All of the African countries listed above imprison LGBT people because of who they are. As a bishop in the midst of those countries, I am now a shepherd caring for the lost sheep who are persecuted by the church and prosecuted by the state. I preach the new covenant of Jesus Christ sealed in love as we read in John 15:12. This is the heart of the Gospel--the Good News. This sacrifice of love is mocked when sister churches tolerate or promote the violation of basic human rights. Life and liberty are at risk and we must hold each other accountable. A loving Anglican Communion should not keep quiet when a paper openly supports the “hanging of the homos,” including a fellow bishop! Is there no archbishop for the outcast and persecuted minorities in my congregation? Silence has the power to kill.

The churches failed to protect minority communities in Europe during World War II when people were sent to the gas chambers and concentration camps. Many religious people in Europe emerged from that experience to help create the Declaration of Human Rights.We now have sixty years of building an internationally recognized framework for the protection of human rights in every country. If Anglicans in one country dehumanize, persecute and imprison minorities we must be true to the Gospel and challenge such assaults on basic human rights.

African Anglicans have a rich and powerful history of speaking out on human rights in the most difficult of situations. Bishop Colenso worked with Zulus to establish an indigenous church while being fought by his fellow English bishops. Bishops Trevor Huddleston, John Taylor and Desmond Tutu resisted Apartheid. We must not demean our great tradition by oppressing LGBT minorities under the guise of an “Anglican Covenant.” The proposed Covenant speaks more from a Lambeth palace than from a Bethlehem stable. If we are to heal our bloody imperial past as Anglican Christians, we must not default to a 19th Century model of superiority. If we are to proclaim the blood of Jesus Christ is shed for all and be in solidarity with the marginalized, we need a Gospel framework.

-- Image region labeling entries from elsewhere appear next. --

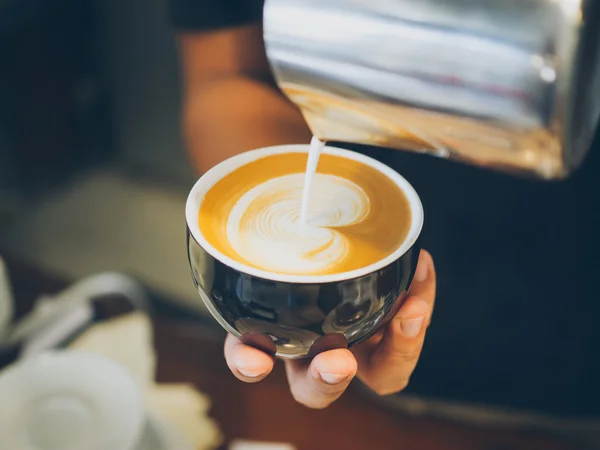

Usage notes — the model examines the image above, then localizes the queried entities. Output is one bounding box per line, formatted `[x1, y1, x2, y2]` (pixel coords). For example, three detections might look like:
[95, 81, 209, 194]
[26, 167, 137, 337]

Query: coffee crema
[198, 152, 412, 275]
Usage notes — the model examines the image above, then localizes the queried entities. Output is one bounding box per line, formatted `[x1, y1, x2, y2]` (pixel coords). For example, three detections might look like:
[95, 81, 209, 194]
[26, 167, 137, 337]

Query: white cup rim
[185, 144, 424, 284]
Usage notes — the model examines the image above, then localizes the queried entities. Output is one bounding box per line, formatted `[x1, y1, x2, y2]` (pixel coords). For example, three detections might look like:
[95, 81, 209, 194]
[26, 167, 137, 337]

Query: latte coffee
[198, 148, 418, 276]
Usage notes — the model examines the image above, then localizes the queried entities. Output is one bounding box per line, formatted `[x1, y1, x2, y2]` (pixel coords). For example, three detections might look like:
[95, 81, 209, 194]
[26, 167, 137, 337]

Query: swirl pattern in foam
[198, 151, 412, 276]
[227, 174, 370, 274]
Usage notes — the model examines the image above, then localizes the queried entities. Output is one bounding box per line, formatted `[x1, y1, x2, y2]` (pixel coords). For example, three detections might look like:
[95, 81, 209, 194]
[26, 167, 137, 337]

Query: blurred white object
[229, 440, 296, 450]
[69, 312, 156, 392]
[0, 257, 13, 344]
[68, 312, 222, 450]
[9, 273, 148, 343]
[147, 384, 222, 450]
[0, 351, 144, 450]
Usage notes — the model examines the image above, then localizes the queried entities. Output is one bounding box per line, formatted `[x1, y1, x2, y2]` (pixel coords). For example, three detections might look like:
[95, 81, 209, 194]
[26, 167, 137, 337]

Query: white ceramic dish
[0, 351, 144, 450]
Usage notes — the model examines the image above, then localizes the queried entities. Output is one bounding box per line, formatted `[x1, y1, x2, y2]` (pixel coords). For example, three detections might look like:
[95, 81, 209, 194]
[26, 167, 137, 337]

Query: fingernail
[415, 262, 429, 283]
[400, 316, 425, 338]
[238, 367, 266, 378]
[319, 373, 348, 384]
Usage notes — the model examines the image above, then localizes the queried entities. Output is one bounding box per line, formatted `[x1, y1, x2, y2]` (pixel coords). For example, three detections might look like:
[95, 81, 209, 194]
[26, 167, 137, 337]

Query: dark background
[0, 0, 600, 418]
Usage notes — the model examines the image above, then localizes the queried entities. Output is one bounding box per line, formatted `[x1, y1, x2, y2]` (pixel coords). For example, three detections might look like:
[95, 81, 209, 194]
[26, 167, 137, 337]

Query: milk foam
[226, 173, 370, 274]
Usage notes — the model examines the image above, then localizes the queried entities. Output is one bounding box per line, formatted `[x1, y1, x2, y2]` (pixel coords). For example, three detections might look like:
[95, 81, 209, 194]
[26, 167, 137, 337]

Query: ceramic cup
[186, 145, 423, 358]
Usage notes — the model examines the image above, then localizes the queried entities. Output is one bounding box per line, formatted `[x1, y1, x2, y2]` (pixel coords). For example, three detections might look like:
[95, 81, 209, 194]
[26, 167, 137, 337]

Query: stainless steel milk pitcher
[264, 0, 600, 179]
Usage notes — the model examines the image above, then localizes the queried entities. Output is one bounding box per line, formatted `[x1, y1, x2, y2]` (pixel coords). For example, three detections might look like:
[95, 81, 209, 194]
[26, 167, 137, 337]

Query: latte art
[198, 152, 412, 276]
[227, 174, 370, 274]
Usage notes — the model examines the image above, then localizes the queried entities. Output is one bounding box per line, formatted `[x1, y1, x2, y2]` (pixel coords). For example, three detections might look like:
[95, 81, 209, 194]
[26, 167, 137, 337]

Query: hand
[225, 251, 436, 409]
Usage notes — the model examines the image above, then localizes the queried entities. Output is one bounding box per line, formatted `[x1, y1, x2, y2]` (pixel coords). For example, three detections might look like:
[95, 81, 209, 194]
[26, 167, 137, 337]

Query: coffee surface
[198, 152, 411, 275]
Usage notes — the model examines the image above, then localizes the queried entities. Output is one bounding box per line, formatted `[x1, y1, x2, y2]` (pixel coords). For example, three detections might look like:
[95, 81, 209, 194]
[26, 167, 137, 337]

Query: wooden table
[7, 258, 583, 450]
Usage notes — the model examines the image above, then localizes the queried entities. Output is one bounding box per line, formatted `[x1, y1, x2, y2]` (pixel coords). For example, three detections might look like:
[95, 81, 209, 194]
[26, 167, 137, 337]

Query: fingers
[409, 250, 436, 311]
[359, 251, 436, 395]
[225, 335, 274, 383]
[361, 297, 431, 395]
[285, 349, 357, 409]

If exclusionary forces prevail, the Episcopal Church and others may find themselves abandoned.But just as my ministry is continuing without the support of my beloved Church of Uganda, the ministry of the Episcopal Church and other churches may also be in exile. Nevertheless, exile can lead us to a new journey towards wholeness and holiness. I have found a new calling in my 78th year on this beautiful earth and remain a faithful Anglican, even if the larger church rejects me and my people. We rejoice from the garages and stables for we are in good company with the one who came 2,000 years ago.